The "streamline" refinance is characterized by fewer documentation requirements, flexible underwriting guidelines and / or lower fees. This product is almost always offered by the entity which owns, services or insures the loan to be refinanced. These mortgage refinance programs are all some form of streamline loan:
- FHA Streamline (with or without an appraisal)
- The VA's Interest Rate Reduction Refinance Loan (IRRRL)
- Home Affordable Refinance Program (HARP)
- USDA Rural Refinance
Fannie Mae and Freddie Mac no longer offer streamlined refinances outside of the HARP plan.

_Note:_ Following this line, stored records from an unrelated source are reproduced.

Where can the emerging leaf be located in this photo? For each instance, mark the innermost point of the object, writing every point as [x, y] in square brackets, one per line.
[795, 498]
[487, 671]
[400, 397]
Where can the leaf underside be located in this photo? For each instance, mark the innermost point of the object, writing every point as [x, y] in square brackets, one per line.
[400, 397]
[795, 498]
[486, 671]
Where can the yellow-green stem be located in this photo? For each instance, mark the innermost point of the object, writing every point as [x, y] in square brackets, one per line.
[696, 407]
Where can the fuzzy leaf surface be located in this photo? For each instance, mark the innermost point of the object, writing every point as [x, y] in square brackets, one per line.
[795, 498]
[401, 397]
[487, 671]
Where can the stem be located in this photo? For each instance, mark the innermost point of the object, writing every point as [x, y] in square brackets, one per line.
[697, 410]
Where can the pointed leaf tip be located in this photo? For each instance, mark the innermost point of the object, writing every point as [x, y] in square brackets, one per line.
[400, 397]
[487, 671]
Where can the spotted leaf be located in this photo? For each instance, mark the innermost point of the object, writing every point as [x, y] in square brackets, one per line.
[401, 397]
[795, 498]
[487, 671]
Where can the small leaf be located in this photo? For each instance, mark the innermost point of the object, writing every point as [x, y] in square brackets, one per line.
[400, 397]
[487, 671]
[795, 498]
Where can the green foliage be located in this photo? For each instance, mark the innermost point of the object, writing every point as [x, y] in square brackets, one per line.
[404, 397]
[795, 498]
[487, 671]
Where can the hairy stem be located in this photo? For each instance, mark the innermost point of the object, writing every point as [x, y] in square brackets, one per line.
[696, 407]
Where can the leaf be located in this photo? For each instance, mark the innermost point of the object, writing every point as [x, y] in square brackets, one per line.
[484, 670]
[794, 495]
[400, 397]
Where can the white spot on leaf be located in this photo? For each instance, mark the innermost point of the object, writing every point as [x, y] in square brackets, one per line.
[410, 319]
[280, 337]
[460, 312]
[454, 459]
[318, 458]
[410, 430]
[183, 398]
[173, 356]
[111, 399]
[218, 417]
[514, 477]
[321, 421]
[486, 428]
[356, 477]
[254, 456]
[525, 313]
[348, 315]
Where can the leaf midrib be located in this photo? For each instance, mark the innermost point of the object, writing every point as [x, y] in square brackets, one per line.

Benefits of Streamline Mortgages
Borrowers who choose a streamline mortgage refinance can benefit in one or more ways:
- Easier qualifying
- Less documentation
- Lower fees
For example, the HARP plan allows homeowners to refinance regardless of their property value -- even if their mortgage balance exceeds their home's worth. FHA borrowers can be approved even if they have no verifiable source of income and their credit score has dropped below the agency's minimum. And borrowers who choose the VA's IRRRL plan get a deep discount on their funding fee -- it's just .5 percent.
Why Fewer Requirements?
The reason for offering streamline refinancing without verifying income, credit or property value is that the lender, servicer or insurer already has a business relationship with the borrower, and it's already "on the hook" if the borrower can't repay the loan. It doesn't matter, then, what his income is or how much her credit score has dropped. In this case, anything that improves the borrower's financial position (like a lower interest rate and payment) reduces the risk of default for the lender, servicer or insurer.
The exact nature of the requirements imposed depend on the lender (many impose stricter guidelines than the government requires) and the program.
The eligibility requirements for the FHA Streamline products are:
- The mortgage being refinanced must be at least 210 days old
- The new mortgage must offer what's called a "net tangible benefit," which means it must better the borrower's financial position.
- The mortgage being refinanced must be current, with no late payments in the last three months
- No cash out may be taken
FHA's guidelines indicate that income, employment, assets and credit need not be verified, although individual lenders may require it. In addition, requirements for verification can kick in (for example, if the mortgage has been assumed) in less usual circumstances.
FHA streamline mortgages come in two types -- with and without an appraisal. An appraisal is required if the homeowner wishes to wrap the costs of refinancing into the new loan. Homeowners who don't need to wrap their costs into their refinance loan can choose to refinance without an appraisal. This is a decided advantage for those in areas in which homes lost significant value. The FHA Streamline Refinance can be used on more than just primary homes -- vacation homes and investment properties are also eligible.
VA Streamline (IRRRL)
The VA Streamline program's official name is the Interest Rate Reduction Refinance Loan (IRRRL) and it's backed by the Department of Veterans Affairs.
The eligibility requirements for the VA Streamline (IRRRL) are:
- The applicant must certify that he / she occupies or previously occupied the dwelling
- Mortgage being refinanced is a VA loan
- The new mortgage payment must be lower (except for ARM-to-fixed refinances)
- Payment history on old mortgage must show no more than one late payment in last 12 months
The VA requires no documentation of employment / income, assets or credit, and an appraisal is not usually required.
USDA Rural Refinance
The USDA Streamline program is available to homeowners with USDA Rural Housing loans. The Rural Refinance program is available to those with direct or guaranteed loans, but it is not yet available to everyone.
The eligibility requirements for the USDA Rural Refinance are:
- Only primary residences are eligible
- The property must be located in a participating state (see below)
- There can be no late mortgage payments (30 days +) in the last 12 months
- The mortgage to be refinanced must be current
- The refinance must reduce the homeowner's principal and interest payments
- No cash out allowed
There is no income or employment verification required; credit needn't be considered and appraisals aren't required by the USDA. The Rural Refinance is currently available in AK, AL, AR, AZ, CA, CO, FL, GA, ID,IL, IN, KS, KY, MI, MO, MS, MT, ND,NV, NJ, NM, NC, OH, OK, OR, RI,SC, SD, TN, TX, UT, WA, WI, WV and Puerto Rico.
HARP (Fannie Mae and Freddie Mac)
The Home Affordable Refinance Program (HARP) is the only streamline program for homeowners with conforming (Fannie Mae or Freddie Mac) mortgages.
HARP's eligibility requirements:
- Mortgage to be refinanced must be dated later than May 31, 2009 and it must be current
- The mortgage payment can't have been late (30+days) more than once in the last 12 months, or at all in the last six months.
HARP refinances do not limit the loan-to-value for a fixed rate mortgage, and verification of the applicant's income, credit or employment is not required by the government (but might be by the lender).
The HARP program is set to end on December 31, 2015 unless it is extended by lawmakers.